Me lanzó una mirada afilada, pero fingí no verla y continuó:

– Un nacimiento no es, en realidad, una introducción. Nuestra vida, cuando empieza, no es realmente nuestra, sino la continuación de la historia de otro. Pongamos, por ejemplo, mi caso. Viéndome ahora, seguro que piensa que mi nacimiento fue especial, ¿verdad? Acompañado de extraños presagios y atendido por brujas y hadas madrinas. Pues no, ni mucho menos. De hecho, cuando nací no era más que un argumento secundario.

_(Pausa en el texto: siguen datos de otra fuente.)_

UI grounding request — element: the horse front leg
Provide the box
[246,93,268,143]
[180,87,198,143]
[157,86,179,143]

»Pero cómo puede conocer esta historia que precede a mi nacimiento, advierto que se está preguntando. ¿Cuáles son mis fuentes? ¿De dónde proviene la información? Bien, ¿de dónde proviene la información en una casa como Angelfield? De los sirvientes, naturalmente, en especial del ama. No quiero decir que fue ella quien me lo contó todo, si bien es cierto que a veces rememoraba el pasado cuando se sentaba a limpiar la plata y parecía olvidarse de mi presencia mientras hablaba. Fruncía el entrecejo al recordar rumores y chismes que corrían por el pueblo. Sucesos, conversaciones y episodios salían de sus labios y parecían representarse de nuevo sobre la mesa de la cocina. Sin embargo, tarde o temprano, el hilo de la historia la conducía a episodios no aptos para una niña -sobre todo no aptos para mí- y de repente recordaba que yo estaba allí, suspendía su relato en mitad de una frase y se ponía a frotar con energía la cubertería, como si así pudiera borrar todo el pasado, pero en una casa donde hay niños no puede haber secretos. Así pues, reconstruí la historia de otra manera. Cuando el ama conversaba con el jardinero frente al té de la mañana, yo aprendía a interpretar los silencios repentinos que interrumpían conversaciones aparentemente inocentes. Fingiendo no notar nada, reparaba en las palabras concretas que les hacían mirarse en silencio. Y cuando creían que estaban solos y podían hablar con libertad… en realidad no estaban solos. De esa forma fui comprendiendo la historia de mis orígenes, i más tarde, cuando el ama envejeció y se le soltó la lengua, sus divagaciones confirmaron la historia que yo había estado años tratando de adivinar. Es esta historia -la que me llegó en forma de insinuaciones, miradas y silencios- la que voy a vestir de palabras para usted.